F. Where unlined aerosol containers are used, rust can be a problem particularly if acidic components are used, thus a rust inhibitor within the range of 0.01 to 2% may be included. Preferably the rust inhibitor is selected from sodium benzoate, glycerine, propylene glycol potassium phosphate, or other food approved bufferable inhibitors. The sodium benzoate and potassium phosphate are preferred because they also function as a preservative.
G. The balance of the mixture is made up with purified water.
H. The propellant to be used to dispense the composition from the aerosol can will comprise 2 to 50% by weight and can comprise any food approved propellant.
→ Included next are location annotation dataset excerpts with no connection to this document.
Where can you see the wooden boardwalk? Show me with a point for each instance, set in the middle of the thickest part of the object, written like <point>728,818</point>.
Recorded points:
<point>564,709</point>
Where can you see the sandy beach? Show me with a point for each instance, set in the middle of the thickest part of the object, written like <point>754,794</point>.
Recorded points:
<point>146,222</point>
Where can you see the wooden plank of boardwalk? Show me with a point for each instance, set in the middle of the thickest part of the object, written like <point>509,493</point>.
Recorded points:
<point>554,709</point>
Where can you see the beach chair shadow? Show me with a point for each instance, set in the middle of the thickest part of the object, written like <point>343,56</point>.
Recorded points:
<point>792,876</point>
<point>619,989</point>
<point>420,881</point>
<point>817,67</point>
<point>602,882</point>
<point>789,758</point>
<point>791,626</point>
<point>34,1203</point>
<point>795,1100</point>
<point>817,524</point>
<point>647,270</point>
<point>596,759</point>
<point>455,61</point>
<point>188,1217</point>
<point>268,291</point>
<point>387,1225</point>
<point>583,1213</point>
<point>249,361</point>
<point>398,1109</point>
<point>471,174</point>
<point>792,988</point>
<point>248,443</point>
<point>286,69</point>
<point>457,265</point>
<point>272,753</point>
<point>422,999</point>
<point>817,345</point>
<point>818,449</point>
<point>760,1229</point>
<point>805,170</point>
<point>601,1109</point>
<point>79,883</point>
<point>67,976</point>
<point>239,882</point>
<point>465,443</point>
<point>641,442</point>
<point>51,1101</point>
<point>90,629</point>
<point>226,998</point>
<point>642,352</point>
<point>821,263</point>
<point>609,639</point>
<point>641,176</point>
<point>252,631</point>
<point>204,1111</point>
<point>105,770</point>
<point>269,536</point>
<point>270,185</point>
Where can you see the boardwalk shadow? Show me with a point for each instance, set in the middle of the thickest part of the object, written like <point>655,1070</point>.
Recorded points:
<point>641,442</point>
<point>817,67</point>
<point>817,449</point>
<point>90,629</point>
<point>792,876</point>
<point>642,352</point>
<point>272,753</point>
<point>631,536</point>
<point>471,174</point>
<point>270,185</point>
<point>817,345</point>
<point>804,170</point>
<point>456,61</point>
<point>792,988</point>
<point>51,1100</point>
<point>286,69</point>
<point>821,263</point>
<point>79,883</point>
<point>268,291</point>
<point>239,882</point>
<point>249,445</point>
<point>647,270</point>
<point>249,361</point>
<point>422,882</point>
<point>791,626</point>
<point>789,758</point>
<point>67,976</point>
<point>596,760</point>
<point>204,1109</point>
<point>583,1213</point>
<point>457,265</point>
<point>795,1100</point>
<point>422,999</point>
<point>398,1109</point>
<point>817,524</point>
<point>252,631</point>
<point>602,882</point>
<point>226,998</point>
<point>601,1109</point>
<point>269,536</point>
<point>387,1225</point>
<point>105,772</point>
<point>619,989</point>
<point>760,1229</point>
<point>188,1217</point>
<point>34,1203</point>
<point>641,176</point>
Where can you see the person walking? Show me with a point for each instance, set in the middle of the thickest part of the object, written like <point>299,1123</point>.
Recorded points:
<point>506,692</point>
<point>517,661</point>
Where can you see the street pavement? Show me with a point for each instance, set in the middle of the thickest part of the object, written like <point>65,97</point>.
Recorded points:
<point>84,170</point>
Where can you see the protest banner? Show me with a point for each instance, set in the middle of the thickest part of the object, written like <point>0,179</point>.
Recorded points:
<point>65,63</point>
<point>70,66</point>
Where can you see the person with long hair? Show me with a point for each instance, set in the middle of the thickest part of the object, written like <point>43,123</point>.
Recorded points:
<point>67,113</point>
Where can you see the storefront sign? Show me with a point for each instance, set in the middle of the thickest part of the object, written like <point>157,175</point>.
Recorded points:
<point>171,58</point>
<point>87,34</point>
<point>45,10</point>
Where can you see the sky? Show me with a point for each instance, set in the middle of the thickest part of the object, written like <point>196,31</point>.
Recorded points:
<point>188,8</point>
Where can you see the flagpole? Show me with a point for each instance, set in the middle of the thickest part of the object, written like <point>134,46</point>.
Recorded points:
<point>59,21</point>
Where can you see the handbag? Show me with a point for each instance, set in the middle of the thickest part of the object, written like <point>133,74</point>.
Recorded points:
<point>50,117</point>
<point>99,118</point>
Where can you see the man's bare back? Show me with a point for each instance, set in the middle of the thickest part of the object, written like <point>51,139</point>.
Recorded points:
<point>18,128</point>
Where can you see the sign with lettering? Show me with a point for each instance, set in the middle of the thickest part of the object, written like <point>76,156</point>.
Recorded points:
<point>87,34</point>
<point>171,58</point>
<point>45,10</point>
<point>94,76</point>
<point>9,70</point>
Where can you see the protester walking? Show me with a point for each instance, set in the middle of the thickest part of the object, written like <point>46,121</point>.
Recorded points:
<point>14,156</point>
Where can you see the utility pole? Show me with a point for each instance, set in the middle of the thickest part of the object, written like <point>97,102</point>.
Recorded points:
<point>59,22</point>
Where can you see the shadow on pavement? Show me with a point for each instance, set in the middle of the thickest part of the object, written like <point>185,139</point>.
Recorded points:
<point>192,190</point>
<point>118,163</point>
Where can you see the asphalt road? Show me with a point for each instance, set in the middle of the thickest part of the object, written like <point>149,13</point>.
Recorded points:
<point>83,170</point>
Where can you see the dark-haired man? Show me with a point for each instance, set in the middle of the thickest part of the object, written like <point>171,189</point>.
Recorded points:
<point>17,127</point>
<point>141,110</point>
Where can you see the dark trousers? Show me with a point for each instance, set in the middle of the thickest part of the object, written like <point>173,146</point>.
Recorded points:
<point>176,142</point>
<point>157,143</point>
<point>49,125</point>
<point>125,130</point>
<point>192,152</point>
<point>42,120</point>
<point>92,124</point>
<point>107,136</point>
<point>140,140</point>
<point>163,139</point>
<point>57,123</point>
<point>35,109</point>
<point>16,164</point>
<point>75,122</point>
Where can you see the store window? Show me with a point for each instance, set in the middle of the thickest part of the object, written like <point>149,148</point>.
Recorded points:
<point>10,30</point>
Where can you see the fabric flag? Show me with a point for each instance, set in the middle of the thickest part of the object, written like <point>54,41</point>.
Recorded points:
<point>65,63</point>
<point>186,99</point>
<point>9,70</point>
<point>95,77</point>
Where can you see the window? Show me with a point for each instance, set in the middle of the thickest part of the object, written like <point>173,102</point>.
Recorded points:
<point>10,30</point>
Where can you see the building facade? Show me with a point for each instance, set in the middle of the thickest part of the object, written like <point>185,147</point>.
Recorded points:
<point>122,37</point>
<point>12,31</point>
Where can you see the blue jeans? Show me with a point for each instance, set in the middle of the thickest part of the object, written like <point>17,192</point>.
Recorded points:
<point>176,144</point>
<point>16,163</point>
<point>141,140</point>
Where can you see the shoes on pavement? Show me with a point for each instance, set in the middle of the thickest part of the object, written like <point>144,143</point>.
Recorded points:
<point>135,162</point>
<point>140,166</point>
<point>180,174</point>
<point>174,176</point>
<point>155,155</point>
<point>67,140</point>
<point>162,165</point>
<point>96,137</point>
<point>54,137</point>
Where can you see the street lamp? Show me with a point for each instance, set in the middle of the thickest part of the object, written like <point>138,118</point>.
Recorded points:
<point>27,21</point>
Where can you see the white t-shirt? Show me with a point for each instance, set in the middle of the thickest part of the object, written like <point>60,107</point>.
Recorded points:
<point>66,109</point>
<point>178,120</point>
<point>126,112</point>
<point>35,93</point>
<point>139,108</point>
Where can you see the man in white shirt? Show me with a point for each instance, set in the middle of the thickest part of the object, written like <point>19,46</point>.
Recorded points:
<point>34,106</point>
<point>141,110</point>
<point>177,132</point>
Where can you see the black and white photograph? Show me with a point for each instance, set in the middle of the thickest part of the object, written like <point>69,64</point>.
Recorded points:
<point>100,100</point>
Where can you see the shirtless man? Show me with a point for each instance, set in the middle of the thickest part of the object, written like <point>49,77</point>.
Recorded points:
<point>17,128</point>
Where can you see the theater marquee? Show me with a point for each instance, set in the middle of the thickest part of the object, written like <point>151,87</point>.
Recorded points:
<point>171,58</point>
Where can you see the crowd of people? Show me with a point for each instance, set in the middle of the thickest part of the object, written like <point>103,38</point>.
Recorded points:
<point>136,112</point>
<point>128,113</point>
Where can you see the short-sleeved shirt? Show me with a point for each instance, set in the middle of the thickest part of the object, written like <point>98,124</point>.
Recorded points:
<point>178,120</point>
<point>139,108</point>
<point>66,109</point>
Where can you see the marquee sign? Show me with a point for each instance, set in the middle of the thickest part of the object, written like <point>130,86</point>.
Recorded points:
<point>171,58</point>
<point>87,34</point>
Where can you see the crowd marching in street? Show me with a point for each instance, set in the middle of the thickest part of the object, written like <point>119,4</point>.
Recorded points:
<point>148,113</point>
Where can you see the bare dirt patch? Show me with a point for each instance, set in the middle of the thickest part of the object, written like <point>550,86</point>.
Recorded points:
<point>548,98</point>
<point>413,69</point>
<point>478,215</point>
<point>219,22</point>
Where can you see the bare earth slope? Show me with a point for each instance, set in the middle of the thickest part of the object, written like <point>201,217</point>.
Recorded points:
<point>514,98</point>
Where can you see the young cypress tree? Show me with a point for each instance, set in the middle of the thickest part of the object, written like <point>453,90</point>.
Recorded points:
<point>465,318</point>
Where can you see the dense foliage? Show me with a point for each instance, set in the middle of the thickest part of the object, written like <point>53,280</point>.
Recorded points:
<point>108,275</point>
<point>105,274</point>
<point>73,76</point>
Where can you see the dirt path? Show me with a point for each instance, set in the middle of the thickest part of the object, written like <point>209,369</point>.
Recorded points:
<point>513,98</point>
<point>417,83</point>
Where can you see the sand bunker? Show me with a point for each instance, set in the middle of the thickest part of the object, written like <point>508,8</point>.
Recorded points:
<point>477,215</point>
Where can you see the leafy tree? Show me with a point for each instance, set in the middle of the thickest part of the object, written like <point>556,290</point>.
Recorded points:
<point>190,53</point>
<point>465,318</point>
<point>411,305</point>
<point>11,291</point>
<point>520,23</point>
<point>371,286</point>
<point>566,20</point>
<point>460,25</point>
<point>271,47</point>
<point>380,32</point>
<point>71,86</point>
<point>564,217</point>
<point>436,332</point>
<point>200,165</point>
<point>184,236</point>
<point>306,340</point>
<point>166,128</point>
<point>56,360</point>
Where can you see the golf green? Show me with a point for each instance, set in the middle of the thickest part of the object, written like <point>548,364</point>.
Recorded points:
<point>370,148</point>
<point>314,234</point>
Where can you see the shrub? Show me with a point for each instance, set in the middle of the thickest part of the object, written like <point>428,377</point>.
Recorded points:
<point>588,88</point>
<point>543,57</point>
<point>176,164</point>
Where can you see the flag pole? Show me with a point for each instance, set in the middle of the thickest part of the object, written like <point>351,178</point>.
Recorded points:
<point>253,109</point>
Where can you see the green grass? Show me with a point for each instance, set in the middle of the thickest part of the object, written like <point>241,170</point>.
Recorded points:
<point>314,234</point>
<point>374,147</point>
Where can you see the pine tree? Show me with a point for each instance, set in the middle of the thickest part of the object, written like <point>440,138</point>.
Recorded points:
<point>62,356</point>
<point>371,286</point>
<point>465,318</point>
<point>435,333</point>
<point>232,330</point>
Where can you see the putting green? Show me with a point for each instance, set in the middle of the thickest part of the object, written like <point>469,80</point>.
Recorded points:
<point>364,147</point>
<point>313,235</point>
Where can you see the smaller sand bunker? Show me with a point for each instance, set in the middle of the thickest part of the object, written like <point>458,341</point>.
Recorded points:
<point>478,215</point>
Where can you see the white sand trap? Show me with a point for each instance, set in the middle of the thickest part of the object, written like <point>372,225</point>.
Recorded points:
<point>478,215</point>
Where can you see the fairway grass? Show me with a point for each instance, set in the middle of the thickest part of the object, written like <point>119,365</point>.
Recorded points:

Preferably nitrous oxide, carbon dioxide and octaflurocyclobutane, or propane may be used. However, the most preferred propellant is nitrous oxide in order to achieve the optimum performance
required for this particular composition. Due to its non-condensable nature a higher pressure can be used to ensure mixing with nitrous oxide than with condensable propellants. In addition, the condensable propellants tend to produce a shaving-cream type foam due to their densities and settle out of the system. Care must be taken if carbon dixoide is used as propellant because it is acidic. However, it could be used where lined aerosol cans are used.
A further preferred composition for an aerosol dispensable thickening and flavouring composition is as follows.
Components Percentage by Weight Flavour 3%
Potassium Sorbate 0.20%
Polysaccharide Gum 0.20%
Aso Red Dye 0.10%
Sorbitan mono stearate 1% Nitrous Oxide 6%
Succrose 40%
Purified Water 49.5%
All percentages given in this specification are by weight. This product can be packaged in plain tinplate or aluminium as the level of preservative is sufficient to prevent corrosion. However, an epon lined tinplate or aluminium aerosol can can also be used. These plastic lined containers are acceptable for food products. From the above, it can be seen that the present invention provides a unique synergistic blend of ingredients which achieves the product requirements required to meet the consumer and Health Regulation requirements.